The article “Could Humans Break the Two-hour Marathon Barrier?” published Nov. 16, 2016.
Weyand, director of the SMU Locomotor Performance Laboratory, is one of the world’s leading scholars on the scientific basis of human performance. His research on runners, specifically world-class sprinters, looks at the importance of ground forces for running speed, and has established a contemporary understanding that spans the scientific and athletic communities.
Weyand is Glenn Simmons Centennial Chair in Applied Physiology and professor of biomechanics in the Department of Applied Physiology and Wellness in SMU’s Annette Caldwell Simmons School of Education and Human Development.
By Julia Layton
How Stuff Works
The New York City Marathon saw some impressive finishes in 2016. In the Nov. 6 race, women’s winner Mary Keitany of Kenya crossed the finish line in 2:24:26, and Eritrea’s Ghirmay Ghebreslassie took the men’s division with 2:07:51. Ghebreslassie earned a $25,000 bonus for breaking the 2:08:00 mark.
The world records, however, were perfectly safe. No woman has come within three minutes of Paula Radcliffe’s 2:15:25 at the London Marathon in 2003 (Radcliffe is British). In the 26.2-mile (42.2-kilometer) stretch that is the marathon, a minute is an “exceptionally long time,” writes Noah Davis on Pacific Standard. “Losing by five minutes to a 2:15 marathoner,” he explains, “is to be almost a mile [1.6 kilometer] behind when she crosses the finish line.”
The men’s marathon record of 2:02:57, established by Kenya’s Dennis Kimetto at the 2014 Berlin Marathon, may be approaching the limits of human physiology.
The Two-hour Barrier
In marathon science, two hours is the “golden ticket.” It’s really just the next-lowest round number in marathon times, explains Dr. Peter Weyand, professor of applied physiology and biomechanics at Southern Methodist University in Dallas, but “[t]he progression toward the [two-hour] barrier has for some time marked it as a milestone in the history of athletics and human performance — one of great symbolic and functional significance.”
Marathon times have plummeted in the last few decades. The men’s record fell by almost four minutes between 1998 and 2014, and the women’s dropped by more than five minutes.
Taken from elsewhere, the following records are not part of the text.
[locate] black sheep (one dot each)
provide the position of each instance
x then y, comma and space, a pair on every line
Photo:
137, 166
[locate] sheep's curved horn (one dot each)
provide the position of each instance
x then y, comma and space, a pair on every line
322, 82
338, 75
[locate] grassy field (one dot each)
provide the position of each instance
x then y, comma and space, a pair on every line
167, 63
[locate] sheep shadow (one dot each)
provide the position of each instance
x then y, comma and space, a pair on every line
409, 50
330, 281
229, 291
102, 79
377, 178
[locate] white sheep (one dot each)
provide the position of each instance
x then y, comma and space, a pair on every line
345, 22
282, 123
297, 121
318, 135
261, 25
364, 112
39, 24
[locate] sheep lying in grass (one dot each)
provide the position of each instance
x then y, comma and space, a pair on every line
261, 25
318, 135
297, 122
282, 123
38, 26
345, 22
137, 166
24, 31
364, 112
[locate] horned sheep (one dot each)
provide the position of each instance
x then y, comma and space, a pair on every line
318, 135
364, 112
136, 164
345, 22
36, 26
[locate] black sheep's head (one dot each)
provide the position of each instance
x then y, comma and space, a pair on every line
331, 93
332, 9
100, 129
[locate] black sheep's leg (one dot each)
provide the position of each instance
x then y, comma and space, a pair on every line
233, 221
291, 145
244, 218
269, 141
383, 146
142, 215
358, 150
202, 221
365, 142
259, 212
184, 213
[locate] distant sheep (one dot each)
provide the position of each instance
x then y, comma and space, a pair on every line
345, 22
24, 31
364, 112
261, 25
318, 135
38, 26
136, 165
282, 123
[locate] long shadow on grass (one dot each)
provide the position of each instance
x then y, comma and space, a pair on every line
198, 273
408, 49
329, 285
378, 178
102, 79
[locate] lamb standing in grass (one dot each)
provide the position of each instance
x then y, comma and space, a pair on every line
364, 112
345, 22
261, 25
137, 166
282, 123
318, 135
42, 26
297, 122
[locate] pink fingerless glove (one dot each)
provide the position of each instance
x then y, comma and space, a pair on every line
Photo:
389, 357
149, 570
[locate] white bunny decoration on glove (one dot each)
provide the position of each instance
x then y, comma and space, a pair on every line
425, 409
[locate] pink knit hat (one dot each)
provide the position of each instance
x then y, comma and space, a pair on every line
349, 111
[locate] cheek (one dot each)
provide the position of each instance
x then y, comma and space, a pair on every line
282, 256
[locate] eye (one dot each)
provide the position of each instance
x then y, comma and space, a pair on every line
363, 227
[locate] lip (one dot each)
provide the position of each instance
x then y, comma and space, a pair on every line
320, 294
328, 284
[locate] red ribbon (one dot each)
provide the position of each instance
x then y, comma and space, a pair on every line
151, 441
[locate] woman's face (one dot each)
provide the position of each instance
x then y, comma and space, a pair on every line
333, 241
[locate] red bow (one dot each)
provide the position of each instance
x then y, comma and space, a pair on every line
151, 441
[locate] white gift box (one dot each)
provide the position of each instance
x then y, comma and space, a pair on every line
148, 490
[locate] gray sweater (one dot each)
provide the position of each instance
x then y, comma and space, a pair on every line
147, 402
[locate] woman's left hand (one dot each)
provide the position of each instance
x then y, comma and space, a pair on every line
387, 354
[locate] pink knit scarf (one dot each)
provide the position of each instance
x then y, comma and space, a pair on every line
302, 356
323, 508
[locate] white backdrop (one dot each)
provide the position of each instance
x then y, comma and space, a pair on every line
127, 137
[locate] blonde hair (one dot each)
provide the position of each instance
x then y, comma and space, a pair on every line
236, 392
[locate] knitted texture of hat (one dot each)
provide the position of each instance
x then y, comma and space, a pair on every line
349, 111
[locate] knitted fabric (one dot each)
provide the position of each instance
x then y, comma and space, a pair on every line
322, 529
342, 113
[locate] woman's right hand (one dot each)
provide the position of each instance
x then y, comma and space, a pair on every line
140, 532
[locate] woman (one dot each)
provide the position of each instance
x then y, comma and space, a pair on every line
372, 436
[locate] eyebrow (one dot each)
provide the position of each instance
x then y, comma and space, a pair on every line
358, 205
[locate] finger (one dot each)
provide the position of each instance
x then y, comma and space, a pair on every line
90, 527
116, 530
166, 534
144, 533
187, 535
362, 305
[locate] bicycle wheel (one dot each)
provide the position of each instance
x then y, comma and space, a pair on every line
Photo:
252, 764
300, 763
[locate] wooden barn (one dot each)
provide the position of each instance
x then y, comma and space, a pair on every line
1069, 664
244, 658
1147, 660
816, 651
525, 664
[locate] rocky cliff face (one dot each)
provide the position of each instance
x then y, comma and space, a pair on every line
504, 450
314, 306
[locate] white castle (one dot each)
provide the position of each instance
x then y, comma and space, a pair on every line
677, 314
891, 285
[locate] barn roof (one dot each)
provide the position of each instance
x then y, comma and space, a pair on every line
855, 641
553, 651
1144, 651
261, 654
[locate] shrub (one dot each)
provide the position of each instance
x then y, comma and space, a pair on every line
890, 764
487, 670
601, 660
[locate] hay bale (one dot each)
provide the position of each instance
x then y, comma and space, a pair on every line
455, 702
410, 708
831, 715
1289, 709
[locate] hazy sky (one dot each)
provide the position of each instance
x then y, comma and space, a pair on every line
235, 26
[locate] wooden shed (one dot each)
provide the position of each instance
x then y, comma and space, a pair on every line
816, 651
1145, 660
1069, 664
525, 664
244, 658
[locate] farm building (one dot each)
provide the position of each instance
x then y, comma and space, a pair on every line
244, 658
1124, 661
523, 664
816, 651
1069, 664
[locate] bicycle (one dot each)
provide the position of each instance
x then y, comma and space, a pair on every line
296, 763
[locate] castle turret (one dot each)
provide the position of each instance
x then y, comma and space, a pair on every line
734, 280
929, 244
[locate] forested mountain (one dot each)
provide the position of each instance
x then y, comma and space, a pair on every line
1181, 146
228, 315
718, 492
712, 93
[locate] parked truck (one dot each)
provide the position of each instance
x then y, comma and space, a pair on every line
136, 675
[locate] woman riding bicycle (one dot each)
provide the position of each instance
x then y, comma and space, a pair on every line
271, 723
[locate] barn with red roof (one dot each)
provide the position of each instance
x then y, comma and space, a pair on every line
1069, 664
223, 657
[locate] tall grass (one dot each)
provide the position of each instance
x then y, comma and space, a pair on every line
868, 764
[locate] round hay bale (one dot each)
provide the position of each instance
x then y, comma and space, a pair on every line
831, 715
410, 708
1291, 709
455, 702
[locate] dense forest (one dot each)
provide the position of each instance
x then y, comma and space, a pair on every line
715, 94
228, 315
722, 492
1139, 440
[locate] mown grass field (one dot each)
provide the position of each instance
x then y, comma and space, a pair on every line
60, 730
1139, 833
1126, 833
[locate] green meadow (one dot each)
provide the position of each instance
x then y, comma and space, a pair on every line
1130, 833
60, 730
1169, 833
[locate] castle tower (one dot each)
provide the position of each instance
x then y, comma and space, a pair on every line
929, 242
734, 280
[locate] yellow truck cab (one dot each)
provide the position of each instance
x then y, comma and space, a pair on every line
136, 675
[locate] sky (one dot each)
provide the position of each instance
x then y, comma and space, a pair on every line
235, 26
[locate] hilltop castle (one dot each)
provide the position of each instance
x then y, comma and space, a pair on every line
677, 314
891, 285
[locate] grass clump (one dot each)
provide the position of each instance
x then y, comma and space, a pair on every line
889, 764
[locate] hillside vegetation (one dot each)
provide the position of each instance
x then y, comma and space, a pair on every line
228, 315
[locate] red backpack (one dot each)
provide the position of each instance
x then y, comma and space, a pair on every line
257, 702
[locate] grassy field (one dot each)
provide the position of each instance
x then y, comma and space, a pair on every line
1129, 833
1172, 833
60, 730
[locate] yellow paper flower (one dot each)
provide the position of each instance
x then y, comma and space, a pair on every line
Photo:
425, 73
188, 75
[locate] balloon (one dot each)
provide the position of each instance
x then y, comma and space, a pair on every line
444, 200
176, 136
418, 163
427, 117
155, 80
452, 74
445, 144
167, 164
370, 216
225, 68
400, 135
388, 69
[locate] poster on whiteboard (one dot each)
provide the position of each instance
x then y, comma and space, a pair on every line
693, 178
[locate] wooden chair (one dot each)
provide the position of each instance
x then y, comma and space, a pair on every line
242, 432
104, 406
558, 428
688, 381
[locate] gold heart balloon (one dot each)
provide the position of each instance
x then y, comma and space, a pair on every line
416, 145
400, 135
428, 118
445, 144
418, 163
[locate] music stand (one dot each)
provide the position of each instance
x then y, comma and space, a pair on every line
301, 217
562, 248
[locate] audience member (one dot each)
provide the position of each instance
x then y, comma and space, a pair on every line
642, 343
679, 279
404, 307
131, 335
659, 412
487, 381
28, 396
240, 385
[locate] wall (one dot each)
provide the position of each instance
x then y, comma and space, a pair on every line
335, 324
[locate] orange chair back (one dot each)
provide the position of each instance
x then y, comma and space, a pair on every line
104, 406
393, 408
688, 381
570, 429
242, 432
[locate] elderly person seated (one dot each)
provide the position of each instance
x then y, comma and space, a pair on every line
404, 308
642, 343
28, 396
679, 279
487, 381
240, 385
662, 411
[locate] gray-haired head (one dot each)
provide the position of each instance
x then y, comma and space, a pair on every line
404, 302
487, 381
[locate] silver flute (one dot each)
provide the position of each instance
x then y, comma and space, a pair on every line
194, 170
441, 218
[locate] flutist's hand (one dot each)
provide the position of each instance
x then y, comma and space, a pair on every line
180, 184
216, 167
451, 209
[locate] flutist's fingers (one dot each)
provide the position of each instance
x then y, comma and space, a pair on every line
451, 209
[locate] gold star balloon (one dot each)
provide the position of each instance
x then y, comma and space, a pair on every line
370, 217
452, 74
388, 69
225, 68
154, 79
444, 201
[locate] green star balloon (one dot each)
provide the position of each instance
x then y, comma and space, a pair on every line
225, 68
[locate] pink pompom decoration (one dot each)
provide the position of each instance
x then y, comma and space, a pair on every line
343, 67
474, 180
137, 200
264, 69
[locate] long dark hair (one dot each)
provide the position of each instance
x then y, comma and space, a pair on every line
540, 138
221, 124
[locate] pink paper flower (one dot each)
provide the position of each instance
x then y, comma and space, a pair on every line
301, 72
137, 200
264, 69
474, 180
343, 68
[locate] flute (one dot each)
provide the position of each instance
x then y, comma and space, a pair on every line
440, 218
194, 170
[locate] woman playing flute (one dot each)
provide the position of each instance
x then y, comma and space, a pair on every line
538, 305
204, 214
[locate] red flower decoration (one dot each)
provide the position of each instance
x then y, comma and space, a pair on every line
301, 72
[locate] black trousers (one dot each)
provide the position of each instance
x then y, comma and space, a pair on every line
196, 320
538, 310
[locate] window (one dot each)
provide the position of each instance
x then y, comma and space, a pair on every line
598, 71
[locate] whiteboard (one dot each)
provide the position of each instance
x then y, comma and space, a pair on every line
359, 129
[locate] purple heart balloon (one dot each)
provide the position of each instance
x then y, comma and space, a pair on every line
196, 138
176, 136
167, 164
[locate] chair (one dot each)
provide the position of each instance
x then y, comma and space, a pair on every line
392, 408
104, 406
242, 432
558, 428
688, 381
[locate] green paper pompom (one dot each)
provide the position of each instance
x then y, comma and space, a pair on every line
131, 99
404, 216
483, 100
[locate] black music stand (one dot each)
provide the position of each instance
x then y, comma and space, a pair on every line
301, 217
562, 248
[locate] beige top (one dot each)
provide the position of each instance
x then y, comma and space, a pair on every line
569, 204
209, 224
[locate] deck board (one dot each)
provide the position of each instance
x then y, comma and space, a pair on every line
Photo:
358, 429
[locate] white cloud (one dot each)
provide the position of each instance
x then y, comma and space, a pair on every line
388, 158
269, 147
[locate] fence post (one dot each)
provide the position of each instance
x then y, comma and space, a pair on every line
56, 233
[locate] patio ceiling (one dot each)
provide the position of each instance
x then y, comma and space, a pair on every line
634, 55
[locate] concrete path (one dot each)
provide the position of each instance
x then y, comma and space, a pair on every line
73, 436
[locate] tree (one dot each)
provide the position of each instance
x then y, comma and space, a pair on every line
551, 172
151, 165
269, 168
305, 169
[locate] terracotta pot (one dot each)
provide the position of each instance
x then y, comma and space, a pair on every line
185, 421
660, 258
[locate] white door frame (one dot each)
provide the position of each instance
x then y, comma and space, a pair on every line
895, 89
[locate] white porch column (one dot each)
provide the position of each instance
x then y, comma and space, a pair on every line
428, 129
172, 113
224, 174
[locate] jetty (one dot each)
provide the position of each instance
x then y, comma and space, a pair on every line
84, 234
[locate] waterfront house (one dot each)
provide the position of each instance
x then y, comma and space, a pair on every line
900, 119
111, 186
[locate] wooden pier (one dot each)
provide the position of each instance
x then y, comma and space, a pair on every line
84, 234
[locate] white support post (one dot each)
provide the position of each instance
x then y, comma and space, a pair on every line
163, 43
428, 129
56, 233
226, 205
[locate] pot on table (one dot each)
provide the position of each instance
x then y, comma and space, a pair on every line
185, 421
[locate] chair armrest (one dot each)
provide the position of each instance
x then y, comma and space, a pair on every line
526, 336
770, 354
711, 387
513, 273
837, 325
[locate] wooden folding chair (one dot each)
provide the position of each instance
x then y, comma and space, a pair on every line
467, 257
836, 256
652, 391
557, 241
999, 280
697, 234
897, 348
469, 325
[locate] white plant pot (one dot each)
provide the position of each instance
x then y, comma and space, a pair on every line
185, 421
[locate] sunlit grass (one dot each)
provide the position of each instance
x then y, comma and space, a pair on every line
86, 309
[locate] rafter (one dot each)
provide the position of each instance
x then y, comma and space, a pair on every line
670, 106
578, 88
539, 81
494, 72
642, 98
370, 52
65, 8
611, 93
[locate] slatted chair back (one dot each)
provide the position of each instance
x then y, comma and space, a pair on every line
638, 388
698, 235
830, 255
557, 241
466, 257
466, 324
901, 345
At this point, most experts predict a runner will eventually break the two-hour-hour mark. When and how it will happen is more controversial.
“The number of variables involved that will need to align simultaneously to break the two-hour barrier are numerous,” writes Weyand, “making specific predictions highly uncertain.” However, he says five years is “not unrealistic.”